La centralisation la plus désastreuse est intrinsèque au régime Il faut s'arrêter un instant à cette dernière remarque pour attirer l'attention sur l'un des " à-côtés de 1867 pour les Canadiens-Français ". Au sujet de la centralisation dans le régime fédéral canadien, Maurice Séguin dresse le constat suivant dans Histoire de deux nationalismes au Canada.

" On est porté, dans certains milieux, à accorder beaucoup d'importance à la " centralisation " survenue depuis 1867. Comme si le régime de base - le partage fédéral de 1867 - pourvu qu'il soit maintenu, ne comportait aucun inconvénient sérieux pour le peuple minoritaire canadien-français. Il faut échapper à ce piège et bien comprendre que la centralisation la plus désastreuse c'est celle-là même qui est contenue dans le régime d'union législative de 1841 et dans le régime de l'union fédérale de 1867, deux régimes où le Canada-Français se voit refuser le self-goverment, c'est-à-dire la permission d'administrer lui-même, majoritairement, les grands pouvoirs de l'État complet : les relations politiques et économiques avec l'extérieur, la défense..., l'emprise totale sur les impôts, etc. Certes, il y a eu centralisation au fédéral depuis 1867, mais là n'est pas l'essentiel. On pourrait faire remarquer également que les compétences des provinces se sont accrues depuis un siècle... Et on se retrouve toujours devant le même " partage fédéral " qui provincialise les Canadiens-Français. " (p. 399)

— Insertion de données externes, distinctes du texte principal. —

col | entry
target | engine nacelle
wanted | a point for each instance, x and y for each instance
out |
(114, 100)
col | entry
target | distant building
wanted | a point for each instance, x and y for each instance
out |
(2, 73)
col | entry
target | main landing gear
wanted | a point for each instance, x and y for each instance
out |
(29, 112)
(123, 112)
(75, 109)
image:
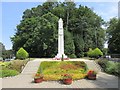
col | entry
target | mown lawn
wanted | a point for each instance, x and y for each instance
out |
(53, 70)
(12, 68)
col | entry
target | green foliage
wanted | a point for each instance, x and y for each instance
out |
(95, 53)
(110, 67)
(7, 73)
(54, 70)
(22, 54)
(72, 56)
(113, 68)
(113, 32)
(38, 29)
(12, 68)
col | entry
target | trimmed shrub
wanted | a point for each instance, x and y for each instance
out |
(90, 53)
(72, 56)
(97, 52)
(113, 68)
(22, 54)
(110, 67)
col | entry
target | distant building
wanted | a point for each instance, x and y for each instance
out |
(119, 9)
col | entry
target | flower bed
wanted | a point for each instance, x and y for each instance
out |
(54, 70)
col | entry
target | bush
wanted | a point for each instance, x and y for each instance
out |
(22, 54)
(8, 73)
(110, 67)
(102, 63)
(72, 56)
(96, 53)
(113, 68)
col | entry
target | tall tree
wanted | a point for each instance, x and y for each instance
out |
(38, 29)
(113, 32)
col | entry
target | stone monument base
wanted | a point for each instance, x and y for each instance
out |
(59, 57)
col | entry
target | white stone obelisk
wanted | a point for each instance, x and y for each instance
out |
(60, 40)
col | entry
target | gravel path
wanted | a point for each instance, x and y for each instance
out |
(25, 79)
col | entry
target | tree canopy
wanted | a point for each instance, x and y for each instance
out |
(38, 30)
(113, 32)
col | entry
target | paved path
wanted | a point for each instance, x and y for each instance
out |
(25, 79)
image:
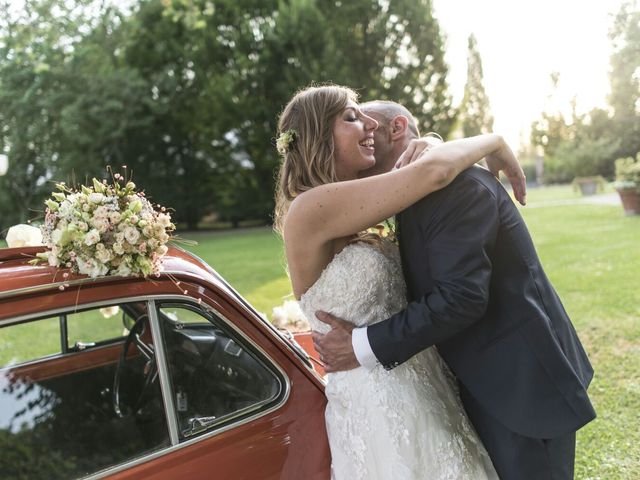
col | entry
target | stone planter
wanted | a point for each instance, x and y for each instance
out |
(588, 185)
(630, 198)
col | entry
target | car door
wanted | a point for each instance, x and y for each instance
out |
(242, 408)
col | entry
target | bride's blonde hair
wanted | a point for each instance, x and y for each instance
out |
(305, 142)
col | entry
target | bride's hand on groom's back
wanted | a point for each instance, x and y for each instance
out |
(415, 149)
(503, 159)
(335, 347)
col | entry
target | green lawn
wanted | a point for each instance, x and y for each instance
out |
(592, 255)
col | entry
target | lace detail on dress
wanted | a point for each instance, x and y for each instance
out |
(404, 424)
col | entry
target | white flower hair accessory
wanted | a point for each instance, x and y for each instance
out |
(23, 236)
(285, 141)
(105, 229)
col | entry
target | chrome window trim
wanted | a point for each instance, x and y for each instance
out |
(300, 353)
(163, 372)
(283, 379)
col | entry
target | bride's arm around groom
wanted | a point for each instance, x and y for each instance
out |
(478, 291)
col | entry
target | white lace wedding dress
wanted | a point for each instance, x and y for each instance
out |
(406, 423)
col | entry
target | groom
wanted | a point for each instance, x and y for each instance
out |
(477, 290)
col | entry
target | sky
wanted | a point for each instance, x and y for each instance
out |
(521, 43)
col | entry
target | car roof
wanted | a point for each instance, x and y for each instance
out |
(18, 276)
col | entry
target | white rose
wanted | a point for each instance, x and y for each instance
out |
(115, 217)
(100, 223)
(96, 197)
(92, 237)
(132, 235)
(56, 235)
(24, 236)
(164, 220)
(66, 209)
(123, 269)
(104, 255)
(117, 248)
(53, 259)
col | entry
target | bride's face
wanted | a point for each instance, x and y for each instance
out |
(353, 140)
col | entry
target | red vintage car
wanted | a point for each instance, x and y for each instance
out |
(175, 377)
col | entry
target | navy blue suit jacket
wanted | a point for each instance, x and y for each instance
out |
(477, 290)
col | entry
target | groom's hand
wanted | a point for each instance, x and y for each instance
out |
(335, 348)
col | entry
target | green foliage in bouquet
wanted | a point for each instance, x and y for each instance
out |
(105, 229)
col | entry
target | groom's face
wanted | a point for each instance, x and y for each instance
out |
(383, 144)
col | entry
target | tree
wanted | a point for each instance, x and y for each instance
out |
(187, 94)
(475, 109)
(625, 78)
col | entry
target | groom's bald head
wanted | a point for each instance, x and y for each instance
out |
(396, 127)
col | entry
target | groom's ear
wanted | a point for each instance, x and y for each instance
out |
(399, 126)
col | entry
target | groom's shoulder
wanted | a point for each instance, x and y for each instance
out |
(480, 175)
(473, 183)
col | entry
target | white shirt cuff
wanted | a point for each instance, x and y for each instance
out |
(362, 348)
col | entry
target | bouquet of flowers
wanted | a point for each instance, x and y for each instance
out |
(105, 229)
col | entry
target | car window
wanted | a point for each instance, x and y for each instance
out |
(91, 327)
(29, 341)
(59, 418)
(216, 376)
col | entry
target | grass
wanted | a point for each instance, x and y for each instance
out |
(592, 257)
(591, 254)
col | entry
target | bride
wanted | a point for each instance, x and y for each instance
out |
(408, 422)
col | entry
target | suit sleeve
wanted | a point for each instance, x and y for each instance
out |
(458, 239)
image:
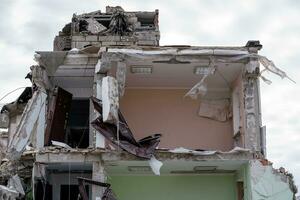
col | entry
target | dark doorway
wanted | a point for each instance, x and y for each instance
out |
(70, 192)
(43, 190)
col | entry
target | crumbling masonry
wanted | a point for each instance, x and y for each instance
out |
(113, 115)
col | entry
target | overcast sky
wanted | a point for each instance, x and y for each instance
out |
(31, 25)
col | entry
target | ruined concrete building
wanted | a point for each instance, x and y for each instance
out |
(113, 115)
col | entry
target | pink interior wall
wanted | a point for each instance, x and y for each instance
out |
(149, 111)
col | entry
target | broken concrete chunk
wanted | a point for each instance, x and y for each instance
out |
(4, 120)
(267, 183)
(110, 99)
(121, 77)
(16, 184)
(155, 165)
(7, 193)
(215, 109)
(60, 144)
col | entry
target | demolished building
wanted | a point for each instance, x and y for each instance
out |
(113, 115)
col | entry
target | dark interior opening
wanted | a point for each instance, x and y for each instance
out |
(43, 190)
(78, 124)
(71, 192)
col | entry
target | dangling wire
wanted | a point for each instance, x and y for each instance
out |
(69, 180)
(11, 92)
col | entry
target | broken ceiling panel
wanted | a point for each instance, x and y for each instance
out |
(269, 184)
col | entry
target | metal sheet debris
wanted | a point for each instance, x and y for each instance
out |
(107, 195)
(143, 148)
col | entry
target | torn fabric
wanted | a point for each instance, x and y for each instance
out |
(155, 165)
(143, 148)
(215, 109)
(268, 65)
(200, 88)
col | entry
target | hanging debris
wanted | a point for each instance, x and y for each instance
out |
(107, 195)
(143, 148)
(215, 109)
(119, 24)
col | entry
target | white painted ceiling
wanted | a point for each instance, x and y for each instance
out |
(181, 76)
(171, 166)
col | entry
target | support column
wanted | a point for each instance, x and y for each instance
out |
(98, 175)
(251, 103)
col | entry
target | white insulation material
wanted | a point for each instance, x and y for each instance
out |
(184, 150)
(155, 165)
(27, 125)
(267, 184)
(110, 99)
(215, 109)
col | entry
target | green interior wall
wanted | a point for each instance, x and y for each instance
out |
(199, 187)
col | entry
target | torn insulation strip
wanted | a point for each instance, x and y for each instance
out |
(215, 109)
(200, 88)
(110, 100)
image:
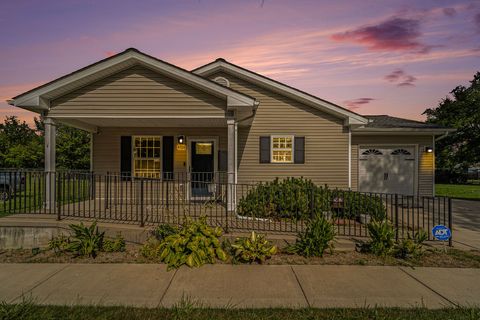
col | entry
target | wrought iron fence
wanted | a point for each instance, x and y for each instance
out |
(179, 196)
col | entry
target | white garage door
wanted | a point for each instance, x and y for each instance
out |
(387, 169)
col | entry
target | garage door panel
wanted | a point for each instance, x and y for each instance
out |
(387, 169)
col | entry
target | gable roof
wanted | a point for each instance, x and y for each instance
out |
(384, 123)
(38, 99)
(286, 90)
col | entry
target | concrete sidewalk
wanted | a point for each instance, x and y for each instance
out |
(240, 286)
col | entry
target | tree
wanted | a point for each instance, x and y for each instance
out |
(461, 149)
(23, 147)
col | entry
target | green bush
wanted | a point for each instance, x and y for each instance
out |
(114, 245)
(412, 247)
(382, 237)
(194, 245)
(253, 249)
(86, 241)
(299, 198)
(318, 236)
(163, 231)
(59, 244)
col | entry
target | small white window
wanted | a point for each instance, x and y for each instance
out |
(282, 149)
(223, 81)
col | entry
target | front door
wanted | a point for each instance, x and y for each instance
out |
(202, 167)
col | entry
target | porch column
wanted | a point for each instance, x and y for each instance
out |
(50, 163)
(231, 169)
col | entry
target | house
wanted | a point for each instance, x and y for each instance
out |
(149, 118)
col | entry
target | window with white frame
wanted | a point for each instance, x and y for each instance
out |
(282, 149)
(147, 156)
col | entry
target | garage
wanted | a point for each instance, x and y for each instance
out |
(387, 169)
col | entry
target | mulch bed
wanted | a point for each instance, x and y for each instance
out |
(431, 258)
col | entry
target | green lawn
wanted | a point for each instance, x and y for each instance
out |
(461, 191)
(186, 311)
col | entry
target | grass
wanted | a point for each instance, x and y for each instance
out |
(187, 310)
(460, 191)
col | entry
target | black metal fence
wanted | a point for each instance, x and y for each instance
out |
(179, 196)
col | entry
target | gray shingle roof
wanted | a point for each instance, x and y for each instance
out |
(384, 121)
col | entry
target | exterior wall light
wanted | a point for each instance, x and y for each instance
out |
(181, 139)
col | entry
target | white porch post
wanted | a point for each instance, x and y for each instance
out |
(50, 163)
(231, 160)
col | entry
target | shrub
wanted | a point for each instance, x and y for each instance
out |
(194, 245)
(86, 241)
(318, 236)
(253, 249)
(299, 198)
(59, 243)
(114, 245)
(382, 237)
(163, 231)
(412, 247)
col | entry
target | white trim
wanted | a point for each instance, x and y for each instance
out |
(416, 179)
(352, 118)
(349, 158)
(293, 147)
(129, 57)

Pour continuer notre analogie, le gros train possède, " constitutionnellement ", les grands moyens et le petit train doit se satisfaire de droits (des permissions) et de pouvoirs (des moyens) secondaires. Dans un même État, si l'on accepte le fait qu'il puisse exister une nation majoritaire et une nation minoritaire dans un régime fédéral, " on ne doit pas s'imaginer, pense Maurice Séguin, que la nation minoritaire sera libre quand le central sera moins fort ; elle sera un " peu moins pas libre ". Ne pas croire que, si le central a peu de pouvoir, la nation minoritaire sera souveraine. À la limite, si le central devenait un pouvoir très désincarné (sans armée, sans diplomate, sans droits prioritaires sur les revenus, etc.), la nation minoritaire serait quasi souveraine, mais elle aurait toujours quelque chose de moins que la nation majoritaire, ce " quelque chose " qui serait du domaine central. " (Les Normes, p. 179-180 ou Les Normes, 3, 10, 1, 1- g.)